Probabilmente tutti lo sappiamo ma non ci soffermiamo a sufficienza a rifletterci, forse per vergogna o forse perché abbiamo paura ad ammetterlo: l’essere umano è da sempre predisposto a raccontare “fandonie” o anche meglio conosciute come “bugie”. Da Adamo e Eva nel paradiso terrestre alle fake news dei social il passo è breve. Così come dall’epico Ulisse di Omero al Pinocchio di Collodi. Oppure in famiglia, al lavoro, a scuola, in palestra o in tanti altri luoghi che siamo soliti frequentare con i nostri simili. Uno studio condotto dall’Università del Massachussetts ha rivelato che per il 60% degli interlocutori che già si conoscono dice una “frottola” entro dieci minuti mentre se è la prima volta che si parlano da sconosciuti la media sale a tre “panzane” nello stesso intervallo di tempo.

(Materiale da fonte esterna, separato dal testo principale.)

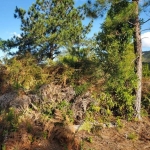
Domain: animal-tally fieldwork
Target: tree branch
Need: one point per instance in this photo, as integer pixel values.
(146, 21)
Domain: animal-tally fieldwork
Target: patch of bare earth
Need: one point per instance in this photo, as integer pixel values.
(132, 136)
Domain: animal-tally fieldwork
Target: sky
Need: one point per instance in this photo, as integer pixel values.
(10, 26)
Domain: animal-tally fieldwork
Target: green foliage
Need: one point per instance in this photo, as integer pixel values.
(132, 136)
(24, 73)
(146, 70)
(47, 27)
(11, 119)
(116, 55)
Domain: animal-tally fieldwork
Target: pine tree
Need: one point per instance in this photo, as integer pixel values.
(97, 10)
(48, 27)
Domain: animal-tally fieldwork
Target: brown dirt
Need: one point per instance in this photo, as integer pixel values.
(133, 135)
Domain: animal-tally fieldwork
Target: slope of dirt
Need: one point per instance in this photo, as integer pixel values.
(131, 136)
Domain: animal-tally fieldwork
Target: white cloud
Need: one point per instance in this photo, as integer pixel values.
(145, 39)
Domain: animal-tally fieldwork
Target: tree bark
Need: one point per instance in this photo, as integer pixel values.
(138, 62)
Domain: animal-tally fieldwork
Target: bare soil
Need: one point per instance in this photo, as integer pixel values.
(133, 135)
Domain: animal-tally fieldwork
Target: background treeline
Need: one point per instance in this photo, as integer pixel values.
(54, 47)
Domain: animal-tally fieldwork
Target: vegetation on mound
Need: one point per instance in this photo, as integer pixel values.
(59, 83)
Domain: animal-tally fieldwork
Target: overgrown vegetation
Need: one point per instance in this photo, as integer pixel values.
(103, 67)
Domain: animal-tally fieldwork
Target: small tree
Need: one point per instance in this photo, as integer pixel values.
(47, 27)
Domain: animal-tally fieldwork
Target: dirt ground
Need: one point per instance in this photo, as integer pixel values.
(129, 136)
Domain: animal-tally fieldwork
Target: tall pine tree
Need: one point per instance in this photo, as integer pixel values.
(97, 9)
(47, 27)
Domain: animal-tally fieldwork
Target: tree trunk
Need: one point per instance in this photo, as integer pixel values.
(138, 62)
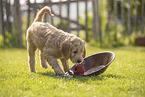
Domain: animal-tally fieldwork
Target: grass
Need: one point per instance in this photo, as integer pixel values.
(124, 77)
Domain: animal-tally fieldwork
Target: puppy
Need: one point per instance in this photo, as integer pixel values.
(53, 44)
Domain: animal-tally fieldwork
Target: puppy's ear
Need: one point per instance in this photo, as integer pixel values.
(84, 53)
(65, 49)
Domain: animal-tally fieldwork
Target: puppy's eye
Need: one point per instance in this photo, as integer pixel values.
(75, 52)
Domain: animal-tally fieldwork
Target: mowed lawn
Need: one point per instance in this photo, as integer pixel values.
(125, 77)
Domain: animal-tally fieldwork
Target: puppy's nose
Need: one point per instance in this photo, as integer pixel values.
(79, 61)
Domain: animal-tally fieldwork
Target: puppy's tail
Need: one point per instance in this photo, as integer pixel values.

Siamo tutti consapevoli per esperienza diretta e indiretta che le “fanfaluche” si modificano con l’età, delineando una panoramica di diversi livelli di “bufale”, con sfumature in termini di sinonimi e gerghi tipicamente dialettali. Ecco venirci incontro la psicologia nell’evidenziarci la presenza delle “bugie bianche” considerate inoffensive ed accettate; delle “bugie blu” dette per tutelare se stessi ed un gruppo di appartenenza; delle “bugie nere”, egoistiche e predatorie, le più pericolose. Di fronte a tutto ciò è innegabile che mentiamo dalla nascita e questa è una “verità” scomoda a dirsi! Provate a pensarci: la società potrebbe non far del male a qualcuno se tutti dicessimo sempre la verità? Le bugie crescono con noi, diventano sempre più articolate e strutturate, tanto da diventare esse stesse delle vere e proprie storie da raccontare.

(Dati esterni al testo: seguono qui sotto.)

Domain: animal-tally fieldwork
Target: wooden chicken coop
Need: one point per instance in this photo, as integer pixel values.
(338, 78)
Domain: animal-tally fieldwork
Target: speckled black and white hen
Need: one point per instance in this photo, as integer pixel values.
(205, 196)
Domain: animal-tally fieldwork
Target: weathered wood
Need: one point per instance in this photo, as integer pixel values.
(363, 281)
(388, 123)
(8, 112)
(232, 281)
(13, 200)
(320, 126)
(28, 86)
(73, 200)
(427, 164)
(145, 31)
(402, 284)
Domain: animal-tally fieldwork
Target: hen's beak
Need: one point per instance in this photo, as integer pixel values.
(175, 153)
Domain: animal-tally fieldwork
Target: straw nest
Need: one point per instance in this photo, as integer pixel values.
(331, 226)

Ed è quanto ricerca questa 14a edizione del “Premio Letterario – Racconta una storia breve” dal titolo “Un’emerita fandonia” organizzata dall’Associazione Circolo Culturale “La Gazza” e da “Borno Incontra”, aperta a tutti, scrittrici e scrittori, giovani e meno giovani, dall’Italia e dall’estero, con racconti inediti, veri o anche semplicemente inventati. Precisiamo che nessuno vuole in questo contesto esaltare la “menzogna” in quanto tale, anzi, piuttosto scoprire che anche alla “bugia” può essere associato un vero e proprio genere letterario. L’obiettivo di questo originale titolo è dunque quello di stimolare la stesura di testi che abbiano al centro “fandonie” degne di essere raccontate in quanto sono dentro e intorno a noi.

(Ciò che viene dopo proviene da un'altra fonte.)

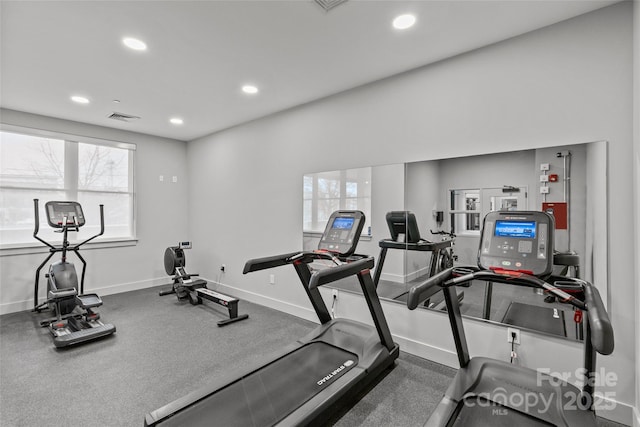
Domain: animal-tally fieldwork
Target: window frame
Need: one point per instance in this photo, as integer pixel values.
(343, 179)
(73, 140)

Il “Premio letterario – Racconta una storia breve”, organizzata dall’Associazione Circolo Culturale “La Gazza” di Borno (BS) e “Borno Incontra”, intende dunque far emergere questa prerogativa tutta umana, aiutata dalla bellissima e rappresentativa immagine del grande fumettista Gigi “Sime” Simeoni che illustra quanto le “maschere” indossate accompagnino ogni situazione. Come affermò il grande scrittore, poeta e pedagogista Gianni Rodari che ricordiamo con affetto nel post-centenario della sua nascita: “Nel paese della bugia, la verità è una malattia”. Come dargli torto?

La manifestazione si avvale dei Patrocini del CNR – Consiglio Nazionale delle Ricerche, della Regione Lombardia, della Provincia di Brescia e della collaborazione del Comune di Borno, del “Sistema Bibliotecario - Comunità Montana di Valle Camonica” e di alcuni operatori locali, oltre del ruolo fondamentale dell’autorevole Giuria a cui va un sentito ringraziamento per la qualità e la professionalità del lavoro che svolge.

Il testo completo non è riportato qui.